"Climate action from sub-state and non-state actors such as subnational governments, cities, corporations and NGOs has very significant potential to enhance national efforts to curb CO2 emissions, close the so-called ‘emissions gap’ – between current commitments and the action necessary to meet climate targets – and help move the world on to a ‘1.5°C pathway’ that would limit global warming to 1.5°C above pre-industrial levels by 2100."
Prof. Dr. Thomas Hale
University of Oxford
Project aims
The Paris Agreement has opened up a new chapter in political efforts to tackle climate change. It provides a new flexible framework for moving the world towards decarbonization, leaving goal-setting and implementation up to states. The Paris Agreement also officially recognizes the importance of non-state (e.g. business and civil society) and sub-national (e.g. regions and cities) climate initiatives (Bulkeley et al 2014; Hale 2016).
The climate regime thus combines top-down elements of international cooperation with bottom-up elements of voluntary societal climate action (Bäckstrand et al 2017). This rapprochement of the realms of state and non-state climate action has potentially significant effects on the role of the state in climate policy-making. It challenges the state’s traditional role as rule-maker and regulator, and instead invites governments to become networkers, coordinators and facilitators in what has been framed as polycentric climate governance (Jordan et al 2015). Climate actions by non-state and sub-national actors are gaining importance, particularly in the context of ‘Parxit’ (Haas 2017) – the US withdrawal from the Paris Agreement in June 2017.

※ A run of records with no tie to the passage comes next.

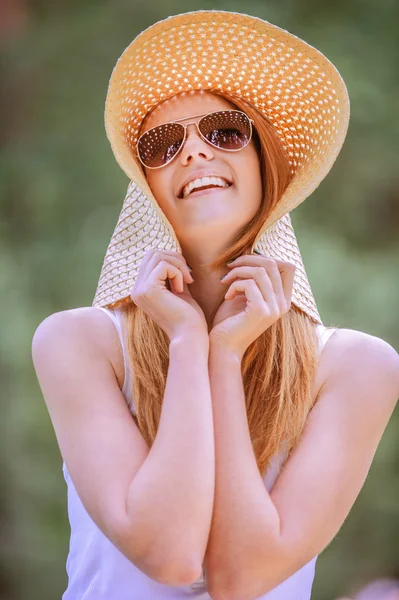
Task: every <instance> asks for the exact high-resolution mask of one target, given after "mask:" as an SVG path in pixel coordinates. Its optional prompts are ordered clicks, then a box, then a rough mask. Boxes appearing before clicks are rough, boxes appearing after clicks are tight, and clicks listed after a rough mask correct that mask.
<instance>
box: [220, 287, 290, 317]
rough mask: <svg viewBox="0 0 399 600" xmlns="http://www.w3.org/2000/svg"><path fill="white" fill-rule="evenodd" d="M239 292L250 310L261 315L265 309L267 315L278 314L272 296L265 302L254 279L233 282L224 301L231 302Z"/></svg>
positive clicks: (264, 310)
mask: <svg viewBox="0 0 399 600" xmlns="http://www.w3.org/2000/svg"><path fill="white" fill-rule="evenodd" d="M240 292H241V293H244V294H245V297H246V298H247V301H248V305H249V306H250V308H251V309H252V310H257V311H259V312H260V313H261V314H262V315H263V314H264V313H265V308H266V309H267V312H268V314H273V315H277V314H280V311H279V308H278V306H277V303H276V301H275V296H274V294H273V295H272V298H271V300H269V301H265V299H264V297H263V295H262V293H261V291H260V289H259V286H258V284H257V283H256V281H255V280H254V279H237V280H236V281H233V283H232V284H231V285H230V287H229V289H228V290H227V292H226V294H225V296H224V297H225V299H226V300H233V298H235V296H236V295H237V294H238V293H240Z"/></svg>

In this project we seek to understand how the interplay between state and non-state climate action unfolds in the post-Paris climate policy landscape. To that end, we use Sweden’s official government policy to become the first fossil fuel-free welfare state (Regeringen 2015) as a case study. We examine the interactions between the Swedish state and non-state actors in emergent cooperative climate governance initiatives, assess the effectiveness and legitimacy of these interactions, and trace their political effects.
Guiding research questions
The project will provide new insights into the possibilities for the Swedish government to mobilize and catalyze non-state climate action in the process of decarbonization. Specifically, we answer the following research questions:
- Which Swedish non-state and sub-national actors are mobilizing climate action through cooperative initiatives in Sweden and transnationally?
- How do these actors interpret the goal of turning Sweden into the world’s first fossil fuel-free welfare state, and which political strategies do they mobilize towards that end?
- To what extent can non-state initiatives effectively contribute to the process of decarbonization?
- To what extent can non-state initiatives increase the legitimacy of climate governance?
- What are the political effects of closer state/non-state interactions in terms of consensus-building, ideological conflict and political contestation?
This project will produce policy-relevant knowledge regarding state and non-state interplay in Swedish climate governance, as well as, contribute to academic literatures on (i) the role of the state and non-state actors in climate governance; and (ii) the interaction between national, multilateral and transnational climate governance (e.g. Bäckstrand et al 2017; Roger et al 2017) in the post-Paris policy landscape. Whereas existing literatures primarily focus on the UN climate regime and the changing global policy landscape, this project will provide novel empirical insights into how state and non-state interactions unfold in a domestic setting such as Sweden. The project will thus make a timely contribution to the understanding of how states and non-state actors can mobilize climate action and low-carbon societal transitions in the post-Paris era.